SET odps.namespace.schema=true;
SHOW schemas;

-- Sample output:
-- ID = 20250919****am4qb
-- default
-- system
-- OK

    List tables in a schema

    -- Replace <schema_name> with the schema name shown in the output above.
USE schema <schema_name>;
SHOW tables;

-- Sample output:
-- ID = 20250919****am4qb
-- acs:ram::<uid>:root  emp
-- OK

    Create a schema

    -- Replace <schema_name> with your schema name.
CREATE schema <schema_name>;

    Create a table and insert data

    When writing TIMESTAMP data to a Paimon source table, the data is truncated based on its precision: precision 0–3 truncates to 3 decimal places, precision 4–6 truncates to 6 decimal places, and precision 7–9 truncates to 9 decimal places.

    Command format:

    -- Create a table.
CREATE TABLE [IF NOT EXISTS] <table_name>
(
  <col_name> <data_type>,
  ...
)
[COMMENT <table_comment>]
[PARTITIONED BY (<col_name> <data_type>, ...)]
;

-- Insert data.
INSERT {INTO|OVERWRITE} TABLE <table_name> [PARTITION (<pt_spec>)] [(<col_name> [,<col_name> ...])]
<select_statement>
FROM <from_statement>

    Example — create a table and insert rows:

    CREATE TABLE schema_table(id int, name string);

INSERT INTO schema_table VALUES (101, 'Zhang San'), (102, 'Li Si');

-- Verify the data.
SELECT * FROM schema_table;

-- Result:
-- +------------+------------+
-- | id         | name       |
-- +------------+------------+
-- | 101        | Zhang San  |
-- | 102        | Li Si      |
-- +------------+------------+
    If you are logged on as a RAM user, creating tables and inserting data requires DLF catalog permissions. See Data authorization management.

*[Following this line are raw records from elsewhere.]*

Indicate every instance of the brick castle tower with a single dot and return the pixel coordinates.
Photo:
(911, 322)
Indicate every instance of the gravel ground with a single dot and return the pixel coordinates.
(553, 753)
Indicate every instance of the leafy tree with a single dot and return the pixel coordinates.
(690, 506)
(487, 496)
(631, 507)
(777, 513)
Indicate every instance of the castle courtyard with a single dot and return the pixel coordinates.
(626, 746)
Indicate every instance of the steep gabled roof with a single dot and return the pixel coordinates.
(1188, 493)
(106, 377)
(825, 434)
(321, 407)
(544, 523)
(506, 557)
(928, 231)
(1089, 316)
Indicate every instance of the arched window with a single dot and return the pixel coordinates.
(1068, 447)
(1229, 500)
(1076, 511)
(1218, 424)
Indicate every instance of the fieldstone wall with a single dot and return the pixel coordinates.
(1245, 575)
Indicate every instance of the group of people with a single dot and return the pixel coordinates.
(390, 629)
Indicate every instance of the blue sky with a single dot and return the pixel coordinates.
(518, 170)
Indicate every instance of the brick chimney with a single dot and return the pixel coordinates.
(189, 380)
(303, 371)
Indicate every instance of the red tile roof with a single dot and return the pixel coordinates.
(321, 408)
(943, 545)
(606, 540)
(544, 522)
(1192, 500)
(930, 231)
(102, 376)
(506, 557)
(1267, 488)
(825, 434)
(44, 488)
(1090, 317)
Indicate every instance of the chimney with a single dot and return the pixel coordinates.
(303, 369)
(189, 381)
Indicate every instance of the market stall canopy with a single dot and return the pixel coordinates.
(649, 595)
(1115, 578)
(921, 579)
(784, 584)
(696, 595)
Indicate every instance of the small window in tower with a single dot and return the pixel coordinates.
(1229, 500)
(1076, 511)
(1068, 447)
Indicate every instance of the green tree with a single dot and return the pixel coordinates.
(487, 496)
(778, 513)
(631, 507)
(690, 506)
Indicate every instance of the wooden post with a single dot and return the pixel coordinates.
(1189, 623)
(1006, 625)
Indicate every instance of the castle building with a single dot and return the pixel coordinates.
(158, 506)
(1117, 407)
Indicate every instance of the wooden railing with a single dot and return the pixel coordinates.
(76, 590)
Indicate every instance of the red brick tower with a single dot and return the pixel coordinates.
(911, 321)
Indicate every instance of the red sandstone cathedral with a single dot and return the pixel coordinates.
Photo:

    Read and write to the default schema

    USE schema default;
SHOW tables;

-- Sample output:
-- ID = 20250919*******yg5
-- acs:ram::<uid>:root  emp
-- acs:ram::<uid>:root  emp_detail
-- acs:ram::<uid>:root  test_table
-- OK

-- Read data.
SELECT * FROM test_table;

-- Result:
-- +------------+------------+
-- | id         | name       |
-- +------------+------------+
-- | 101        | Zhang San  |
-- | 102        | Li Si      |
-- +------------+------------+

-- Write data and verify.
INSERT INTO test_table VALUES (103, 'Wang Wu');

SELECT * FROM test_table;

-- Result:
-- +------------+------------+
-- | id         | name       |
-- +------------+------------+
-- | 101        | Zhang San  |
-- | 102        | Li Si      |
-- | 103        | Wang Wu    |
-- +------------+------------+

    Troubleshooting

    "You are not authorized to perform this action" when creating an external project

    image

    The RAM user lacks the required permissions. Check the following:

    1. Make sure AliyunMaxComputeFullAccess is attached to the RAM user. See Step 1.

    2. Make sure DLF permissions are granted. Creating a Paimon_DLF external project requires selecting a DLF catalog, which requires DLF access. See Step 1.

    "Forbidden: User acs:ram::\<uid\>:user/\*\* doesn't have privilege LIST on DATABASE default" when running SHOW TABLES

    The RAM user lacks data plane permissions on the DLF catalog.

    1. Log on to the DLF console. In the left navigation pane, click System And Security. On the Access Control tab, refresh the page and check whether the RAM user appears.

    2. If the user exists, click Roles and grant the required permissions to the RAM user.